Poca cultura, tanta guerra

Il momento è serio, e papa Francesco lo ha detto forse prima di tutti: è la terza guerra mondiale, a pezzi, a macchia di leopardo, ma di guerra si tratta; finché siamo stati fuori dai riflettori non ce n’è importato troppo, ora che i “califfi” stanno a «sud di Roma» qualcuno si comincia a preoccupare.
Su Facebook si leggono proclami patriottici da parte di giovani e meno giovani, del tipo: «difenderemo la nostra Patria», e amenità del genere.
L’Italia è un colabrodo, pure sul piano militare, se è vero che i poliziotti in borghese in servizio a san Pietro hanno i giubbotti antiproiettile scaduti e altre attrezzature fatiscenti e inadeguate.
Il problema del terrorismo islamico è antico. E bisogna andare con la memoria all’attacco delle torri gemelle e a quello che ne seguì. Fu fatta una guerra sbagliata, che fece più morti di quelli che furono vittima dell’ undici settembre 2001, ma il problema andava affrontato allora, ed era un problema culturale.
I nostri pseudo-intellettuali dissero che la cultura non si esporta, e questo in senso generale è vero, ma non si trattava di esportare un macigno di cultura occidentale, si trattava di iniziare una lenta opera di diplomazia e di interventi presso quelle autorità religiose e politiche che hanno in qualche modo peso in quelle culture, perché si aprisse una breccia e soprattutto perché si iniziasse un’opera di alfabetizzazione anche relativa ai grandi princìpi della tolleranza, della conoscenza del diverso, del rispetto delle istanze e delle idee del prossimo.

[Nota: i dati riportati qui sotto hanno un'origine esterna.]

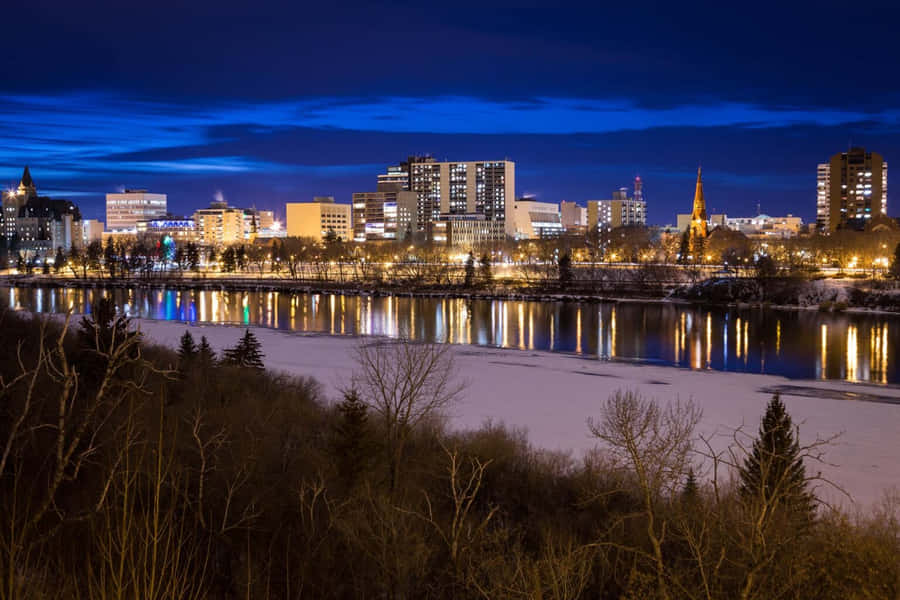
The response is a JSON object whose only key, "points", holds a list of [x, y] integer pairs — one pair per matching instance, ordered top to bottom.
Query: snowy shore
{"points": [[551, 395]]}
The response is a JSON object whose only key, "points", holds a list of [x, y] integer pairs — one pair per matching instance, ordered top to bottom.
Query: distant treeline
{"points": [[133, 471]]}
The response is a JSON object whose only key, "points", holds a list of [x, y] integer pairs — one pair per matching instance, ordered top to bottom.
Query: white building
{"points": [[124, 210], [319, 219], [536, 220], [219, 224], [91, 231]]}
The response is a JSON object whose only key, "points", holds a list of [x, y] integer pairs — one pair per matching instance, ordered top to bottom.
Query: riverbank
{"points": [[550, 395]]}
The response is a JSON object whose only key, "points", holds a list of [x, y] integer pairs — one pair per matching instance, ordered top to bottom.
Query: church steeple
{"points": [[26, 185], [698, 215]]}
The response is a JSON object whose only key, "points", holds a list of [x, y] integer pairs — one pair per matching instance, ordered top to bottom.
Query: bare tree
{"points": [[405, 384], [652, 444]]}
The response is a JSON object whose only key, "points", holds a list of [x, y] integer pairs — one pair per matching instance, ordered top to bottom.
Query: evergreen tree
{"points": [[895, 263], [485, 267], [470, 270], [565, 270], [187, 349], [247, 353], [206, 356], [352, 442], [773, 473], [691, 491]]}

Invece non fu fatto niente.
Oriana Fallaci, prima di morire, scrisse che si stavano preparando all’offensiva verso un occidente distratto, secolarizzato, che misconosce le sue radici e la sua cultura cristiana. Scrissero un libro perfino Ratzinger e Marcello Pera, dal titolo eloquente: “Senza radici”, cercando di ricordare all’Europa distratta che una vera unità non si poteva costruire solo sull’euro, ma su quei grandi valori che la tradizione cristiana aveva innestato nel vecchio continente. Manco a dirlo di lì a poco cominciò la paurosa crisi economica ancora in atto. E i focolai di guerra non si sono né spenti, né calmati.
La cultura laicista che ha preso piede pure in Italia è stata devastante, perché ha eliminato quel minimo di senso morale che impediva di compiere nefandezze eccessive e sfrontate, così abbiamo pensato che chiudendoci nel nostro orticello ed eliminando ogni orizzonte e dimensione spirituale potessimo vivere in un’era nuova di progresso e di benessere.
Così non è stato. La corruzione, il malaffare, l’egoismo, ci hanno fatto pensare di bastare a noi stessi.
Direbbero i profeti dell’Antico Testamento più o meno così: «avete fatto il vostro comodo, adesso arriva la punizione, la paura, il terrore». Saprà l’Europa rivedere la sua storia, i suoi valori, le sue radici religiose? Forse no, non illudiamoci.
Per ora tutti si improvvisano strateghi militari che propongono di armarci fino ai denti e combattere contro i nemici “saraceni”, ma sono gli stessi che inveiscono contro i cristiani che nell’anno mille fecero le crociate e che giudicano con i criteri di oggi fatti e pensieri di mille anni fa.
Ma noi oggi abbiamo qualche strumento in più rispetto al passato e dovremmo essere capaci di usarlo, per evitare carneficine.
Forse questa paura e questo terrore ci faranno pure capire meglio alcune congiunture della storia che potremmo imparare a giudicare con minore durezza e ci faranno rivedere il nostro modo di interpretare le istanze della modernità, attingendo alla nostra tradizione culturale più genuina e più solida, che si nutre della classicità greco-romana e della visione religiosa ebraico-cristiana.
Un po’ di paura può pure fare bene; ci fa ridimensionare e ci fa relativizzare certezze effimere e modalità sgraziate di rapportarci col prossimo e con la storia.